If $3.5 million can be raised in a matter of days to do a statewide (Wisconsin) recount, why couldn’t we have used it to launch a nationwide campaign for something like any of the three issues I suggested in a post-election blog?
- a map for getting out of NAFTA and other “free trade” agreements in an orderly and positive way,
- transitioning to a single payer health care system1 from a truly flawed Obamacare, and
- reforming our elections, really, so that they are more democratic.
In the past, I’ve written about Obamacare and campaign reform, and written a book and articles about the evils of “free trade.” All three issues are especially timely at present.
But this is an explicit questioning of the wisdom of the recount. It has the aura of a stunt about it. Another dramatic one-off without a clear goal, certainly not part of a long-term strategy to bring improvement. Like a spectacular banner-hanging that makes a splash in the news and brings attention to certain individuals without contributing to positive change. Swatting at symptoms without being willing to do the sometimes tedious work of digging ourselves out of our current situation, one semicolon at a time.
I agree that our voting system (one aspect of the larger election scenario) is problematic in many respects. But that doesn’t mean that recounts will fix it, or even work especially well to expose or address problems. Why, for example, are people chanting “Recount!” and not, say, “End the Electoral College!”?

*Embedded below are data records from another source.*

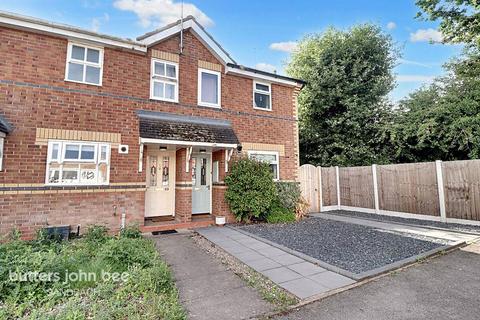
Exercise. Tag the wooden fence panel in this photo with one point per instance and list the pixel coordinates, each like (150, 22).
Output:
(356, 187)
(409, 188)
(309, 184)
(461, 181)
(329, 186)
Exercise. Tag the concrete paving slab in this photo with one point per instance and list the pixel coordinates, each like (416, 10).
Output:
(306, 268)
(263, 264)
(304, 288)
(331, 280)
(282, 274)
(287, 259)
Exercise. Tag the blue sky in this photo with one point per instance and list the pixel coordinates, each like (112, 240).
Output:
(260, 33)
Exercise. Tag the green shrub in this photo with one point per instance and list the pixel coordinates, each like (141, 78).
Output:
(289, 194)
(279, 214)
(96, 234)
(251, 189)
(132, 232)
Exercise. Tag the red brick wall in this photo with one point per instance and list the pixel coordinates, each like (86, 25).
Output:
(33, 94)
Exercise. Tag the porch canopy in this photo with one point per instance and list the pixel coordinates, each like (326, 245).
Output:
(190, 132)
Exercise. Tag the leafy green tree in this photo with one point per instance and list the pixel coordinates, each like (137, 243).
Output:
(442, 121)
(343, 108)
(459, 19)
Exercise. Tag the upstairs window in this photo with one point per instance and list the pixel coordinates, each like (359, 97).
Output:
(270, 157)
(262, 96)
(84, 64)
(78, 163)
(209, 84)
(164, 82)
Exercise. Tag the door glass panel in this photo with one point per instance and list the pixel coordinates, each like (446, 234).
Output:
(203, 173)
(165, 171)
(153, 171)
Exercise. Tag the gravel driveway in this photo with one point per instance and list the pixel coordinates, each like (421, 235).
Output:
(351, 247)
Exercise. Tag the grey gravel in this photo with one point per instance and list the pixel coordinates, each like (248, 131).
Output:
(352, 247)
(435, 224)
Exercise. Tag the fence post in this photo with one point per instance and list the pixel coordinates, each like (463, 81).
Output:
(441, 191)
(320, 193)
(337, 172)
(375, 188)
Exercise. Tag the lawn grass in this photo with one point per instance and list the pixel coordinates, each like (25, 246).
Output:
(124, 278)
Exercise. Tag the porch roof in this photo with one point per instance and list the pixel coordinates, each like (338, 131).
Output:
(174, 127)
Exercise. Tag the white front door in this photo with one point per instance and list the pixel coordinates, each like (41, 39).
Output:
(201, 183)
(160, 194)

I don’t think recounts as currently structured will tell us much about the possibility that hacking or voting machine rigging skewed election results. They might point to some fertile places to look if, for example, there were many more discrepancies with one kind of voting machine than with another. However, this possibility is made murky by the fact that the recounts themselves will be conducted differently in different counties (not to mention different states).
I do know exactly how some of the recount money is being spent, and even know some of the people doing it. As a member of the public, I can watch the Dane County (Wisconsin) counting in real time two blocks from my apartment. I know what they’re looking at since I’ve been an election official for over five years, and have literally handled some of those same ballots.

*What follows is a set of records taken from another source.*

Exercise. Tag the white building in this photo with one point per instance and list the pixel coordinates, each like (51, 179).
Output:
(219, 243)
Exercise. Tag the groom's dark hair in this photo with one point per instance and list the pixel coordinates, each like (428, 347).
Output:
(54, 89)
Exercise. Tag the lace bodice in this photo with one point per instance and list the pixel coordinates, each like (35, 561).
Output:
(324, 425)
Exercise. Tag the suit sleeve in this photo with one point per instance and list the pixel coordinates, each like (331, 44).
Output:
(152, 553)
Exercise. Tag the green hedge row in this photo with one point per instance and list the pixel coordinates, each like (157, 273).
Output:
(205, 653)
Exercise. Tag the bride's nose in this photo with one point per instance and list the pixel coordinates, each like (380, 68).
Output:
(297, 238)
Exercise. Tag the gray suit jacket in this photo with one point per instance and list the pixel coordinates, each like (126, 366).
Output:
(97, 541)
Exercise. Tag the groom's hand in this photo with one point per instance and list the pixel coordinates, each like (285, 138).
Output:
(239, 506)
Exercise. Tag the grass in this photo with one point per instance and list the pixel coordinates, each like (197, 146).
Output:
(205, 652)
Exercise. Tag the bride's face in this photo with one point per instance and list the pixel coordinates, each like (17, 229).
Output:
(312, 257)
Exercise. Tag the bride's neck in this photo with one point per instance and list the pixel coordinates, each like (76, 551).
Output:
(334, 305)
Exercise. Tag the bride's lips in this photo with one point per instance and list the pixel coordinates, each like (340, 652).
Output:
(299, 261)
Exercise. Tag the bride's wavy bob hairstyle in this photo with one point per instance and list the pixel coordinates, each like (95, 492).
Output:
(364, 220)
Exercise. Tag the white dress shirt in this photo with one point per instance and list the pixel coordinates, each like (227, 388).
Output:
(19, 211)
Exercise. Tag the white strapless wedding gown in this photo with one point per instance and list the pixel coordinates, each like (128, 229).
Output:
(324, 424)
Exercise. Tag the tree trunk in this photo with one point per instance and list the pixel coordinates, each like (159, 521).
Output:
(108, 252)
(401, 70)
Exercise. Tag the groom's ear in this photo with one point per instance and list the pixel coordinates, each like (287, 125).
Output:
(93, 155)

We will learn some things from the recount. Partly, the news media and the public will learn things that poll workers already know. Such as, how the voting machines (tabulators, in my case) handle tiny stray marks, how the overwhelming number of write-in votes do not count (due to STATE LAW), and how many “provisional votes” end up not counting (see STATE LAW).
The circum-recount twittering, posturing, and lawsuits from all quarters have been informative. Something of a lawyer-fest, but so far I haven’t seen a clear movement toward specific reform. Where is the “model law” from the good guys’ side to be introduced to Congress, and the corresponding state version?

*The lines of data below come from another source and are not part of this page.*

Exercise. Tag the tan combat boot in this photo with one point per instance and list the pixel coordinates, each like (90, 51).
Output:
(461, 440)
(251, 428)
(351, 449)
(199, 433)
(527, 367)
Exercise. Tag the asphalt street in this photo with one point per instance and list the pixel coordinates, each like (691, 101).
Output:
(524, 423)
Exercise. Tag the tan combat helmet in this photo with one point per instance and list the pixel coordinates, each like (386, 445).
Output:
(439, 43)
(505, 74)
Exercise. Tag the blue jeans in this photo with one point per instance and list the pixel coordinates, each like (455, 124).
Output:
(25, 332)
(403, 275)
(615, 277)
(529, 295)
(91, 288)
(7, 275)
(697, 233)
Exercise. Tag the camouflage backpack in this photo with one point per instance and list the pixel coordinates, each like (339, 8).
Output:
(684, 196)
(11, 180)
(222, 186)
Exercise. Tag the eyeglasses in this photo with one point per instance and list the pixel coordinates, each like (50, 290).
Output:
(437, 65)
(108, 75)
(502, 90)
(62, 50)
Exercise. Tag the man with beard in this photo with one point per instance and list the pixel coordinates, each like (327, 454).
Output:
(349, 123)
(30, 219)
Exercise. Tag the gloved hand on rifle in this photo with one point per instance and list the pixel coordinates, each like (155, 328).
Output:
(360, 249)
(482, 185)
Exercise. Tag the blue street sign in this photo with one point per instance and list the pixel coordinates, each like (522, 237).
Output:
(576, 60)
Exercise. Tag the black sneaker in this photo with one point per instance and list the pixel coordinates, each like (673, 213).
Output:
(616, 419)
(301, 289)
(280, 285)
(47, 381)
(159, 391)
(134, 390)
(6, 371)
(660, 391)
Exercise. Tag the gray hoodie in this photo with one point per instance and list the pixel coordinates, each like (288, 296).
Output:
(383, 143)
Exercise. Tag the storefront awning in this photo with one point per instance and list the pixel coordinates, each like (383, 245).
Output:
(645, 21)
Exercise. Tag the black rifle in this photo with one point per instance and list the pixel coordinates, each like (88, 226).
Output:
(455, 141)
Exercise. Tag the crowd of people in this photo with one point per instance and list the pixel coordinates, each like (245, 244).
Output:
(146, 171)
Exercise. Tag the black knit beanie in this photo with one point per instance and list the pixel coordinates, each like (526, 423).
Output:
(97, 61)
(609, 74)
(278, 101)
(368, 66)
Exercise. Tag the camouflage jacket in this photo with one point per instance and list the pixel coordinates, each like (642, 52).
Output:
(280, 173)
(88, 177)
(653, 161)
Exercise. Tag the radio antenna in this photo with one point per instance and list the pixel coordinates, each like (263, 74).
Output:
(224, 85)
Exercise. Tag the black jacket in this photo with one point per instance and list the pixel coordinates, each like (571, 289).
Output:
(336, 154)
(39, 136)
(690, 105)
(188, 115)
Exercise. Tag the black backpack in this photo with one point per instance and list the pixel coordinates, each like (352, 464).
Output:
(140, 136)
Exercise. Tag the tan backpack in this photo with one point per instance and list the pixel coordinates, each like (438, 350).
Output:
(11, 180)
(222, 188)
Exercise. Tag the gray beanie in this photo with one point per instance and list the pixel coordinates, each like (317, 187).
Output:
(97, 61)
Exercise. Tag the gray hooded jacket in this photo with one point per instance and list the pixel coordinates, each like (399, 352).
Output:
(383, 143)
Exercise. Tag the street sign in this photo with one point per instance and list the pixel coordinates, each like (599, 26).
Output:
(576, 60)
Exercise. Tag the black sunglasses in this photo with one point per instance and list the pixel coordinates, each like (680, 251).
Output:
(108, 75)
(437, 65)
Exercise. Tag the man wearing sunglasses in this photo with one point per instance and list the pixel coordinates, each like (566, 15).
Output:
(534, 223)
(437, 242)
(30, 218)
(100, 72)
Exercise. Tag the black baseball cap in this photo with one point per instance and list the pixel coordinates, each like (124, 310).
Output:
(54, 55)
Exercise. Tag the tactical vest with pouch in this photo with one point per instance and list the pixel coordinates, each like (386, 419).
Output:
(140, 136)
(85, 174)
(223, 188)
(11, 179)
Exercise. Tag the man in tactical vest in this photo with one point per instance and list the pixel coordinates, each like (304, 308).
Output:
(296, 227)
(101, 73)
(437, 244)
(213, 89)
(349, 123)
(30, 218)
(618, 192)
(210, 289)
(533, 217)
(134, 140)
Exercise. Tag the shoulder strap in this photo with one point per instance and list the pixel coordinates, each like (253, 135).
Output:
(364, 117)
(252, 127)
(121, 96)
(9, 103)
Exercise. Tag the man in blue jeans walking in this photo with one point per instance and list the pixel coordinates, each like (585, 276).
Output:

So, it’s not that we will learn nothing from a recount; rather, that given current realities, is this the best (or even a very good) use of $3.5 mill?
The most telling measure of the success of efforts at democratic change—across the board—is not column-inches or petition-signings or foundation funding surges. It is whether the dominant establishment is upset enough to take action. Right now, the recount is just a sideshow — it’s the pickles on a burger.
On the other hand, if a nationwide coalition of labor groups, small businesses, environmentalists, democracy activists, foodies, charango players, and sustainability aficionados (to sketch broadly) got together and developed a coherent transition out of NAFTA — on the eve of the inauguration of a president who railed against it — and transcended their usual 47-minute attention span — hey, there would be some worrying and action out there in the pro-“free trade” establishment.2 And we might be onto something.
- Single Payer: I do not mean to suggest that nobody is working on it. Physicians for a National Health Program (PNHP) have been working toward it for a long time.
- Long-sentence police are after me. On the run.